Kids rack up expenses in iPhone games

Updated: December 9, 2010 7:23PM



“The Smurfs’ Village,” a game for the iPhone and other Apple gadgets, is giving some parents sticker shock. It was released a month ago and quickly became the highest-grossing application in the iTunes store. Yet it’s free to download.

Kelly Rummelhart of Gridley, Calif., knows where some of the money is coming from. Her 4-year-old son was using her iPad to play the game and racked up $66.88 in charges on her credit card without knowing what he was doing. Rummelhart had no idea that it was possible to buy things — buy them with real money — inside the game. In this case, her son bought one bushel and 11 buckets of “Smurfberries,” tokens that speed up gameplay.

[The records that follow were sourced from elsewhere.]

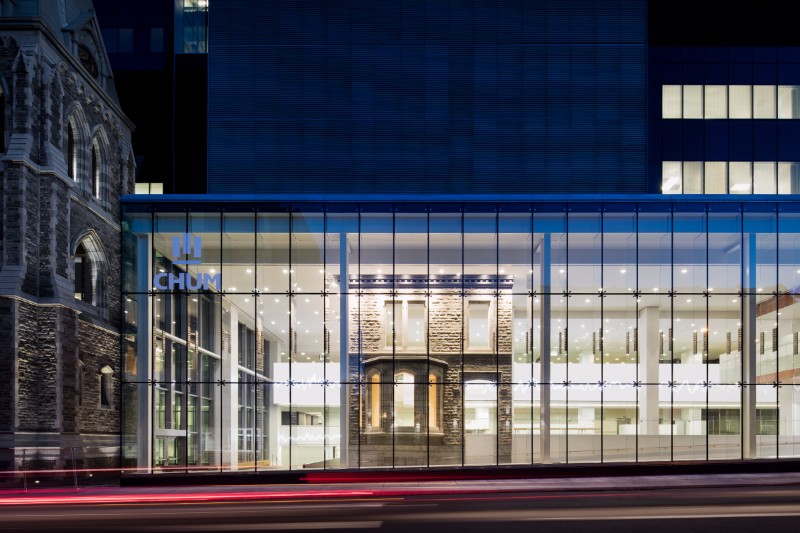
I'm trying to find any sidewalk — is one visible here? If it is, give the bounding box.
[0,472,800,507]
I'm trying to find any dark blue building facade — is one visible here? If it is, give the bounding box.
[208,0,647,193]
[648,46,800,194]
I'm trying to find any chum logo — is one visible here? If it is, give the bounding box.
[153,233,222,291]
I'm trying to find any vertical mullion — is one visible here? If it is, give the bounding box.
[490,204,500,465]
[599,204,606,463]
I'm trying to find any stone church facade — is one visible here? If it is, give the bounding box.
[0,0,134,468]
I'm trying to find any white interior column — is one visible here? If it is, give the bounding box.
[220,305,239,470]
[741,233,757,459]
[638,306,660,435]
[134,234,154,473]
[339,233,348,468]
[539,233,551,464]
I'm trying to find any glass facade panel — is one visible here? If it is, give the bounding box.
[120,199,800,472]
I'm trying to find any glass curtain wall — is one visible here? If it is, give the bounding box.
[121,200,800,472]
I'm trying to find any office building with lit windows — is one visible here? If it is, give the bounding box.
[120,0,800,473]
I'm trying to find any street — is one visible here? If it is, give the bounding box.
[0,474,800,533]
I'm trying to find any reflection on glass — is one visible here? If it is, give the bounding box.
[120,202,800,472]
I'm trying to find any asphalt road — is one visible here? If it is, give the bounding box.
[0,483,800,533]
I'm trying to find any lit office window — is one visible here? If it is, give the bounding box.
[661,161,800,194]
[753,85,775,118]
[661,161,683,194]
[683,161,703,194]
[406,302,425,348]
[704,85,728,118]
[383,301,403,348]
[778,163,800,194]
[467,302,489,350]
[778,85,800,118]
[753,162,776,194]
[661,85,683,118]
[704,161,728,194]
[728,85,753,118]
[683,85,703,118]
[728,161,753,194]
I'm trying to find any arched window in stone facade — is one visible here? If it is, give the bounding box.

“Really, my biggest concern was them scratching the screen. Never in my wildest dreams did I think they would be charging things on it,” the 36-year-old mother said.

She counts herself lucky that her son didn’t start tapping on another purchase button, like the “wheelbarrow” of Smurfberries for $59.99.

Apple introduced “in-app purchases” last year, letting developers use the iTunes billing system to sell items and add-ons in their games and applications.

Capcom Entertainment Inc., the publisher of “The Smurfs’ Village,” says inadvertent purchases by children are “lamentable.” When it realized what was happening, it added a warning about the option of in-app purchases to the game’s description in the App Store, and it’s updating the game to include warnings inside it as well. The game has retreated to being the fourth-highest-grossing app in the App Store.

The warnings may alert parents, but it’s doubtful that they’d deter children who can’t read and don’t understand money.

Usually, the purchases require the owner of the device to enter his or her iTunes password. But there is no password challenge if the owner has entered the password in the last 15 minutes for any reason.

However, Andrew Butterworth of Brooklin, Ontario, was well aware of how in-app purchases work and of the password-free period. He was careful to let at least 15 minutes pass after a password entry before letting his 5-year-old son play with his iPod Touch. That didn’t help, once he’d loaded “The Smurfs’ Village.”His son’s shopping spree cost $140.